Le concept est sensuel.

par nicolas saez
 

C'est tuer pour rien, parfois, que de ne pas tuer assez.
(Albert Camus)

Le meurtre et le mouvement. Le mouvement et les flux. Les pensées liées de Watzlawick qui perdent le fil. Avoir le visage crispé, creusé et sale, revenir droit dans le mille, se remettre les idées en place et marcher en ligne, l'agitation qui calme et qui torture - se sentir violemment mourir - contredire et nier, contredire, nier, et la survie du concept qui tient au plaisir qu'on tire à le réfuter. Il s'agit de ne surtout pas oublier que toute l'erreur provient de cette séparation malsaine entre le " je " et son attribut - il s'agit vraiment de conceptualiser l'émotion, la schématiser, je veux dire en faire un schème et l'appliquer à tout, le " je conscience maintenant ", multiple, un et linéaire, l'homme sensible qui est comme dans sa tête, sans poumons, sans bras, sans pieds et sans membres : l'homme sensible qui est comme terriblement sans corps.

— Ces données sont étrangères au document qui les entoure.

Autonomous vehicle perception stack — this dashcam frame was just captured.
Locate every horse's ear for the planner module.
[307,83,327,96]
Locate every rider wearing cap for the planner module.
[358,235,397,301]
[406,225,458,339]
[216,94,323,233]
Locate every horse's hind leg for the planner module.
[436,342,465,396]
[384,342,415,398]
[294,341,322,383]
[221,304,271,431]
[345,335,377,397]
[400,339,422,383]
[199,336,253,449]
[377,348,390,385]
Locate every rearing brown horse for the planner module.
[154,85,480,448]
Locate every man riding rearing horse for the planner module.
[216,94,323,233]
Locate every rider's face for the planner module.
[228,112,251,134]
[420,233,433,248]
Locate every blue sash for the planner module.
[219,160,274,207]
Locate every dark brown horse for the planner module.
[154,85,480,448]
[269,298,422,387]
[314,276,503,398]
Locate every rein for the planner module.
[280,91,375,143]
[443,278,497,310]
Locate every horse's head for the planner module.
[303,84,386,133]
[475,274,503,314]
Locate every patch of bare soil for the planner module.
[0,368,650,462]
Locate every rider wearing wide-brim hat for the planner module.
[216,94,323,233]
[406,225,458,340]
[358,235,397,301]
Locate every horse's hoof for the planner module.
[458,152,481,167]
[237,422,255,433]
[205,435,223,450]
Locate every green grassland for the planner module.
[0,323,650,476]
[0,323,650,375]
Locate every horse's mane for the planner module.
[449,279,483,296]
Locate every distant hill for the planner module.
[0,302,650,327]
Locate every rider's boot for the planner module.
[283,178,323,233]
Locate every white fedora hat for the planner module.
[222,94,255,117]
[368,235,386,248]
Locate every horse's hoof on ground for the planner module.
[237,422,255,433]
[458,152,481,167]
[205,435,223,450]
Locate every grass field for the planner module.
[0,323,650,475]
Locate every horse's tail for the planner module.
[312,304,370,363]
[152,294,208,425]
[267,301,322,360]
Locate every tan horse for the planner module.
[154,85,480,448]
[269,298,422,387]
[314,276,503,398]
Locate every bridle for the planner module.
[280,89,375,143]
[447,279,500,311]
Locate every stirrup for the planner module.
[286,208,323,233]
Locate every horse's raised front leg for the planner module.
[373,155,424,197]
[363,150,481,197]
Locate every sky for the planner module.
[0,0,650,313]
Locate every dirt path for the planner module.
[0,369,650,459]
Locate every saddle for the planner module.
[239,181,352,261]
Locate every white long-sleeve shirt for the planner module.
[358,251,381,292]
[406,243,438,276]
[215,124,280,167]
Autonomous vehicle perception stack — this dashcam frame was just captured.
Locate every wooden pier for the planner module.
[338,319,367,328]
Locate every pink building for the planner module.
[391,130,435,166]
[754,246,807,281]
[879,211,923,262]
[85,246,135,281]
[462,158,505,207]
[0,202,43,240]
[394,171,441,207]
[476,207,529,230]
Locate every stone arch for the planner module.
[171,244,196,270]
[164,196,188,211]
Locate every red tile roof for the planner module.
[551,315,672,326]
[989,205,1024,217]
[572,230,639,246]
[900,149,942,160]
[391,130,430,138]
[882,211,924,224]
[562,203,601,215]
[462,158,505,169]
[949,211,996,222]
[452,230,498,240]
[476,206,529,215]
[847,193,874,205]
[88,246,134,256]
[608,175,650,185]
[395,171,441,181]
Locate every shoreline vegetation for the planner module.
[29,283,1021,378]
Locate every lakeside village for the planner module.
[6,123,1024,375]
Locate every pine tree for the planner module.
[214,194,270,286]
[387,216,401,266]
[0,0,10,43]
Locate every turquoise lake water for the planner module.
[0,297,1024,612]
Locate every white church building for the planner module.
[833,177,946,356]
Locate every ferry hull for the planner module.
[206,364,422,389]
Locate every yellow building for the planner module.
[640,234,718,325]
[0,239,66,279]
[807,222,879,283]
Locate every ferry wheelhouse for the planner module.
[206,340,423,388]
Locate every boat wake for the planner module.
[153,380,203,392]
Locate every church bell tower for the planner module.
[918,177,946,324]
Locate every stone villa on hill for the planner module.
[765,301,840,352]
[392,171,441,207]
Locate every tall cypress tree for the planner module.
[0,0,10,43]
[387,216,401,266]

Bien sur, un mot pour chaque chose et l'indicible enfin dit. On pourrait parler de philo comme on parlerait de littérature - à voix haute et le front qui rougit. Garder à l'esprit qu'elle est affaire de meurtres et d'abandons au meurtre. Un ramassis de phénomènes auxquels le sage donne un sens. La logique qui guide, la métaphysique absolue et paisible, touchée du doigt par le mystique qui bande devant une vérité qu'il s'est construite. Cracher sur les joies futiles et vomir l'éphémère par vertu. La métaphysique ou l'ontologie, en tant que terre promise philosophique. Le philosophe qui donne un sens, le philosophe qui n'a pas de sens, le philosophe pathétique et pathétiquement perdu, larve sclérosée, fade et sombre cervelle sur pattes. On l'entend parfois parler d'un doute salvateur, puissant. Et le psychotique qui se lacère les bras et balance la tête rouge pour le faire fuir, ce satané doute, maudit, le doute comme fatalité, " le diable qui vendrait son âme s'il n'était le diable ", plutôt que de douter. Le doute comme souffrance à échelle exacerbée, le doute qui s'impose de lui-même à un certain nombre d'élus maudits qui ne trouvent alors pas d'autre voie que celle de se faire souffrir physiquement pour oublier, se faire violemment mal pour se convaincre de quoi que ce soit et surtout pour sentir. Exsangue, épuisant. Tout à fait invivable et dangereux. Le doute, c'est se mordre les lèvres et se tordre les bras. Rouge. Artaud qui niait régulièrement avoir une pensée. Ne pas savoir exister, insupportable et ignoble, l'agonie du néant, voilà ce que c'est, le doute.

Non, non, la philo c'est tout autre chose. Ce n'est d'ailleurs pas plus réfléchir que douter, parce que les artistes et les mathématiciens n'ont comme vraiment pas attendu la philo pour ça. Deleuze dirait que la définir de cette façon, ce serait tout lui donner pour tout lui reprendre. Non, ce qui revient à la philo, je veux dire ce qui lui revient exclusivement, c'est la création de concepts renvoyant au philosophe. La mort de la métaphysique, de l'ontologie, on s'en contente bien et du reste, parler de l'utilité de la philo est un sujet très creux et très niais. Le concept en tant qu'intrinsèque au philosophe, le concept en tant qu'extrinsèque aussi, et la philo comme but tiré de l'avant. Il s'agissait de penser à définir la philo avant de penser à en faire ; il est vrai pourtant que le sujet ne se prête pas au cadre d'un 'banquet'. Mais quand on est arrivé au bout du tunnel métaphysique, qu'on a dansé sur sa tombe ou qu'on l'a pleuré, il ne reste plus que le nihilisme mauvais à la cervelle qui se disait l'amie du Bien-Fondé. Parce que dire qu'une question a une valeur en soi, c'est une réponse grotesque, pitoyable disons, au paradoxe du Ménon.

Poser la philo comme création de concepts, c'est poser le miraculeux ou, pour ainsi dire, c'est réincarner le philosophe. Le concept qui est intrinsèque et extrinsèque, le concept qui se pose en soi une fois créé, légitime, et qui, en quelque sorte, appelle le philosophe, le concept qui s'auto-positionne, indépendamment et nécessairement. Parce que Dieu est omniscient par définition, parce qu'il est créateur de concepts, le philosophe peut enfin refaire de la philosophie, c'est-à-dire viser à la connaissance.